If you’re looking for instrumental fireworks or can’t abide reflection in your jazz, you’ll find no delight here. But if you value the wisdom of elders and the hard-won grace of decades spent mastering the traditions and nuances of the music, this CD is a joy. It’s also, remarkably given especially Jones’s expansive discography, the first full-fledged studio meeting between two of the prime extant participants in the modern jazz movement reductively called bebop. Pianist Hank Jones, 90, and saxophonist/flutist Moody, 83, make up for, and reflect back on, lost time in this delightful collaboration, empathetically supported by bassist Todd Coolman and drummer Adam Nussbaum.
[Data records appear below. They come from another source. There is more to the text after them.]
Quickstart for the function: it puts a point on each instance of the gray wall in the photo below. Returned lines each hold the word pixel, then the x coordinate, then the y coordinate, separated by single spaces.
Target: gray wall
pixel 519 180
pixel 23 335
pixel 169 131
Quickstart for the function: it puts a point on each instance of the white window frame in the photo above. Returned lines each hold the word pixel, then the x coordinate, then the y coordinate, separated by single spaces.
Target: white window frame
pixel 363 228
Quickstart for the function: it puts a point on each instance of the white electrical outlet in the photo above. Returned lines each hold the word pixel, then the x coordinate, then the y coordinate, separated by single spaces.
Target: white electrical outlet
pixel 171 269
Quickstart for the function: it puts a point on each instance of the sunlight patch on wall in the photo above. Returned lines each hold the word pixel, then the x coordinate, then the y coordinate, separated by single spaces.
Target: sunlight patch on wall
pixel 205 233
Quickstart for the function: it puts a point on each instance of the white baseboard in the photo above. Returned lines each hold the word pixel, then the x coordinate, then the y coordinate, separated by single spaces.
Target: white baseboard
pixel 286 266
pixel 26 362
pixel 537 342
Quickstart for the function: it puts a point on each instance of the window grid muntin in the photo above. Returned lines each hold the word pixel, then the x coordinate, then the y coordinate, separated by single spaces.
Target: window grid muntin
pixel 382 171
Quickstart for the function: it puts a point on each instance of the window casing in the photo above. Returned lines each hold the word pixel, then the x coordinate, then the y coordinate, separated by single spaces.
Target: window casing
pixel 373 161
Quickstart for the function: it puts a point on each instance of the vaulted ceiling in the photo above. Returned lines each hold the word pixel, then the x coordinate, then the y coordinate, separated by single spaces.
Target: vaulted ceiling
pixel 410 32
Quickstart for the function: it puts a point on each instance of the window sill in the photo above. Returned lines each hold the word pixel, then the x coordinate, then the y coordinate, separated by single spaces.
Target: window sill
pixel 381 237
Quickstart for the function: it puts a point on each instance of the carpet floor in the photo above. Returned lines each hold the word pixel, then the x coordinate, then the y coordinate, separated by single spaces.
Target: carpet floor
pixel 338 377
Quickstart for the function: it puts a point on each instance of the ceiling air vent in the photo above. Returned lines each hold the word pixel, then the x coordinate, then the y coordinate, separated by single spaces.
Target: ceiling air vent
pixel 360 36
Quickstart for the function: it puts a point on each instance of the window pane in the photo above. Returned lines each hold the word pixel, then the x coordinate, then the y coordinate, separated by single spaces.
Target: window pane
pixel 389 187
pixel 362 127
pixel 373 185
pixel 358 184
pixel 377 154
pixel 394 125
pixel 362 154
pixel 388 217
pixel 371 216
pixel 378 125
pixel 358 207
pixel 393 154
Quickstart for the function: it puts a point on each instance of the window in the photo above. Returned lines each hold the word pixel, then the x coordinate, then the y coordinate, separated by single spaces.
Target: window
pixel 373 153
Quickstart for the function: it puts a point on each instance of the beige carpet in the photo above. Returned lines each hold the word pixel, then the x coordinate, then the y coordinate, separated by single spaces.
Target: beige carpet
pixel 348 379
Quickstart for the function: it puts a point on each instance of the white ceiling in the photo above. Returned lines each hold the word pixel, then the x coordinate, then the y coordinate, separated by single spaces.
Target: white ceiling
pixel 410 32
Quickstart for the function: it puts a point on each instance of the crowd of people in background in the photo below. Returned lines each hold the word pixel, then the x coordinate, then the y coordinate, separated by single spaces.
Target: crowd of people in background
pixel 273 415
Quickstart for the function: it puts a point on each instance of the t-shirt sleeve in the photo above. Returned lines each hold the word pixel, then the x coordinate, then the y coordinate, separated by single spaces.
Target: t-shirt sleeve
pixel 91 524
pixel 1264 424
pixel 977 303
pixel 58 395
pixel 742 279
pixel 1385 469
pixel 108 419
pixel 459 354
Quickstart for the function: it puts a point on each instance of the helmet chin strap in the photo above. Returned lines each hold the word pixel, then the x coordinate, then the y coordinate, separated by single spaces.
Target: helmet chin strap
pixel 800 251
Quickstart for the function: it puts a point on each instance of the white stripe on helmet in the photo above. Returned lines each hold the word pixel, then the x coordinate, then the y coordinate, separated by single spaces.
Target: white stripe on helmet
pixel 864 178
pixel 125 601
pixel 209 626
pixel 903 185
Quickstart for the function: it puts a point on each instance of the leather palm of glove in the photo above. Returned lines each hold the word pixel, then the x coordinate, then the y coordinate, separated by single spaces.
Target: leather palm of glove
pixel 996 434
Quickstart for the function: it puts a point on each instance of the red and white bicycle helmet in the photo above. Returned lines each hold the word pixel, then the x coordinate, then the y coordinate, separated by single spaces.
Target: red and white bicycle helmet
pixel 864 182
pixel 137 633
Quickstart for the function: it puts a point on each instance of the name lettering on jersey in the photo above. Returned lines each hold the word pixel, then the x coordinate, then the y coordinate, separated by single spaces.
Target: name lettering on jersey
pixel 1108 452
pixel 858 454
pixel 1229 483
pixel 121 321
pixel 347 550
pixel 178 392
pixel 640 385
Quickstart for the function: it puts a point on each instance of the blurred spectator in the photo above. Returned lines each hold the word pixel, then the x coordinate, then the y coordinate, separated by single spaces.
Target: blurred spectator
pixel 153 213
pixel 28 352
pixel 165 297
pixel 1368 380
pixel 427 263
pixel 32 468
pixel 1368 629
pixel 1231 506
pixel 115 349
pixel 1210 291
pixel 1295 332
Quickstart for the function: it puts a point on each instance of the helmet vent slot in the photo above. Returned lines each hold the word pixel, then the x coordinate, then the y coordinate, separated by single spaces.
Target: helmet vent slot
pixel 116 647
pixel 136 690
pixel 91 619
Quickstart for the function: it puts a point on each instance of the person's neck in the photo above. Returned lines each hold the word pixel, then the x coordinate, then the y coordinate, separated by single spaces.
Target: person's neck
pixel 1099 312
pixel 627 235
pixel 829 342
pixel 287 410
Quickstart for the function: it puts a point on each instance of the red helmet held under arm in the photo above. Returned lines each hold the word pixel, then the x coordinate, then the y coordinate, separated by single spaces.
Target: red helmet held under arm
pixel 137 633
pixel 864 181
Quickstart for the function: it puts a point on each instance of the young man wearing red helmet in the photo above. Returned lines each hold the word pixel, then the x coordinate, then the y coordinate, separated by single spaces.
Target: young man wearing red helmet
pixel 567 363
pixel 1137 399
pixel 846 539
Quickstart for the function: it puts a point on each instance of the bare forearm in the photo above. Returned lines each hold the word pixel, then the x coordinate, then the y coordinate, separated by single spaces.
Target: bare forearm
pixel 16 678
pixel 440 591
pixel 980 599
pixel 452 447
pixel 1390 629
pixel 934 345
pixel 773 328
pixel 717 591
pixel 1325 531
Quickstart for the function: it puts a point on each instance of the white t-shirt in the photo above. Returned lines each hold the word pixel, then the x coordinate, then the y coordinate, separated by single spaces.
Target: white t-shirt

Although Jones is the senior member, Moody has most sway over the repertoire, dominated by his mentor, Dizzy Gillespie, and an early bop composing icon, Tadd Dameron. The latter’s title tune opens the CD, Moody agile as he spans the range of his tenor sax, tossing in a surprising modulation or arpeggio as a fillip, complemented by a piano solo as sparkling as stardust. Dizzy’s tunes are treated in unhurried fashion as classics given a burnished glow. “Birk’s Works” is a stately march, “Con Alma” slowed down but pitched high, Moody embodying Latin lyricism in his solo even though it eschews a Latin rhythm-so much lyricism that you can just imagine this solo being set to words like his “Moody’s Mood” was from “I’m in the Mood for Love.”

A quote from “Moody’s Mood” insinuates itself into his tenor solo on Dameron’s “Lady Bird,” another bop tune mined here for its melodic assets. Sonny Stitt’s “I Got Rhythm” contrafact, “Eternal Triangle,” is the first of only two real uptempo tracks (the other is Dizzy’s “Woody N’You”) the co-leaders boppishly agile on both. But they are at their most masterful at more heartbeat tempos that bring out the equilibrium of bop and swing, like the Dameron-Basie “Good Bait,” Moody’s own “Darben the Red Foxx” with the composer on flute, or the concluding “Moody’s Groove” by Jimmy Heath, with lyrics and scat from Roberta Gambarini (who must remind both leaders of Sarah Vaughan and Ella Fitzgerald). Adding a final state of grace is the inclusion of two exquisite duets, “Body and Soul” and “Old Folks,” Moody’s flute on the latter affirming why he is critically valued so highly on that instrument.